Trust is the most important word there. If someone is going to read a manuscript for us, we need to know that this person understands genre conventions, understands writing, understands what we're looking for -- etc.
Most of the reader reports we get look like this:
Romantic futuristic YA fantasy
SYNOPSIS: Girl in the future must decide: cheerleading or physics? Will she fall for handsome male cheerleader O'Neill, or snarky physicist McKay?
CRITIQUE: Memorable, funny, with strong characters and satisfying ending. Definitely needs a second read!!
...or they look like this:
Romantic futuristic YA fantasy
SYNOPSIS: Girl in the future must decide: cheerleading or physics?
CRITIQUE: Melodrama-laden, boring, predictable, sexist. Not what I'd want my 15 yr old reading. The romance is particularly forced -- the stereotypical blonde cheerleader has to choose between the stereotypical jock or the stereotypical geek.
Frankly, most of the reader reports tell us that the writing just isn't good enough to be competitve with the other stuff we're publishing, not to mention the stuff that's selling the best in its particular genre.
Unless someone is an author we're already working with, chances are good that a full ms. is going to get sent off to a reader. Some editors use them more than others, of course. The bare truth is that editors have a lot of freaking things to read, and those things are more important than submissions.
Yes, we value submissions. That is how we find new authors to publish. But we really do have to focus our energies on the stuff we have under contract already, the stuff we're going to use to make money for our company. Readers are really helpful as sifters. We have so many submissions -- forget the slush for a second. Just looking around my own office, I have more than twenty full manuscripts that I requested! Other editors have more (some have fewer), but either way -- I can't read all of those within a month of when I requested them and edit the five novels on my desk and do deals for two more books and -- well, etc.
Here's how the process generally works: editor requests ms., and it arrives, and she realizes that it is pretty much the worst timing ever, and she's never going to read it within even three months. However, this can right now go one of two ways: editor reads first few pages and realizes that the ms. sucks anyway, or editor reads first few pages and realizes that it might actually be good.
If it's the former, she flips through the ms. to make sure that the prose sucks all the way through, or that the characters really do stay boring -- and let me tell you, I have been doing this for more than six years already, and my first instinct is pretty much always right. Sometimes books that I've rejected get picked up by other editors and published to great success -- and yet, when I see them in bookstores and flip through them (or buy and read them)... I still dislike them and think they're bad. So make of that what you will.

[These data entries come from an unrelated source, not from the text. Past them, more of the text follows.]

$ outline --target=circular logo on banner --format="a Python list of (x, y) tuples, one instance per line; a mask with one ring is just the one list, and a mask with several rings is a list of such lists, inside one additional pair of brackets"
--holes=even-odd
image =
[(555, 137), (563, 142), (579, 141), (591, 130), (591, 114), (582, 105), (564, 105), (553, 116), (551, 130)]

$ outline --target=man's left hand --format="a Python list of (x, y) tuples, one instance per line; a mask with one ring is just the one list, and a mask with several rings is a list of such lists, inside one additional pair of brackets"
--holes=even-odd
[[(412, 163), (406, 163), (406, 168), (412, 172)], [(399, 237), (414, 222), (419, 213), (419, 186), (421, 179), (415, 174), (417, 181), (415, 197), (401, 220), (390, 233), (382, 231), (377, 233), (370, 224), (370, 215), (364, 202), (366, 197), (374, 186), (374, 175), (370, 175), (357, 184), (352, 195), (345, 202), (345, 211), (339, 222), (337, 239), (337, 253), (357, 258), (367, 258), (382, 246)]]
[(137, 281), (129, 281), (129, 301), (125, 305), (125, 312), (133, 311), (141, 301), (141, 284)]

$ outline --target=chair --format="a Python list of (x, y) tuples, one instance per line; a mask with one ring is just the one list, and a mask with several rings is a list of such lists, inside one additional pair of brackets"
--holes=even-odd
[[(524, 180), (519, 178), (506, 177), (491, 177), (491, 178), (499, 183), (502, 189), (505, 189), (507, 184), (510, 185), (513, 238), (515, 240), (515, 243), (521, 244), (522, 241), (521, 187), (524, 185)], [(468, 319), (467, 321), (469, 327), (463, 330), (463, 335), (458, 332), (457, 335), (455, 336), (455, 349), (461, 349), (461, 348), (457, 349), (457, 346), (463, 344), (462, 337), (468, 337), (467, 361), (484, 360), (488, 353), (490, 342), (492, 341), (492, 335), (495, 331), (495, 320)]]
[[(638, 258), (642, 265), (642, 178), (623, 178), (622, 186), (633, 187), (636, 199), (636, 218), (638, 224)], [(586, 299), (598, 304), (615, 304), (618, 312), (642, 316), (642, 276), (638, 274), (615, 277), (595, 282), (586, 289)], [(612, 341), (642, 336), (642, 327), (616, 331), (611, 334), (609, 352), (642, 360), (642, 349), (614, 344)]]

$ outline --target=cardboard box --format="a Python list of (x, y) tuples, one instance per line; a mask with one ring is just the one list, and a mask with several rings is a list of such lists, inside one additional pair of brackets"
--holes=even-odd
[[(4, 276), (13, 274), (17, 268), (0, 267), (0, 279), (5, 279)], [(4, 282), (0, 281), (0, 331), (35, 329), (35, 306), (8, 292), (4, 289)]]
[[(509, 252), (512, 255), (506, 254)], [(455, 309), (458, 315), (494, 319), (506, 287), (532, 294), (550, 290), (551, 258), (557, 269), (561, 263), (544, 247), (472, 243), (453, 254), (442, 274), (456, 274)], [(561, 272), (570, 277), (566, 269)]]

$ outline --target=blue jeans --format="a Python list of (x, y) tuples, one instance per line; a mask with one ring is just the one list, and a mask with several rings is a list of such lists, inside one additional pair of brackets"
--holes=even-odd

If the latter happens, the editor tends to send the book to a reader. If the reader recommends a second read, the editor will read the ms.; if the reader recommends rejection, the editor will flip through to see if the reader is on target (some readers include citations in their reader reports as proof) and then... make their own decision.
My readers tend to be right on target. I've sent manuscripts to readers that I've bought, and ones that I've rejected. It isn't an indication of how interested editors are in the project -- it's an indication of how busy they are with books that are already under contract.
In general.
Your mileage may vary.
(Editors reading this, feel free to jump in with your own process.)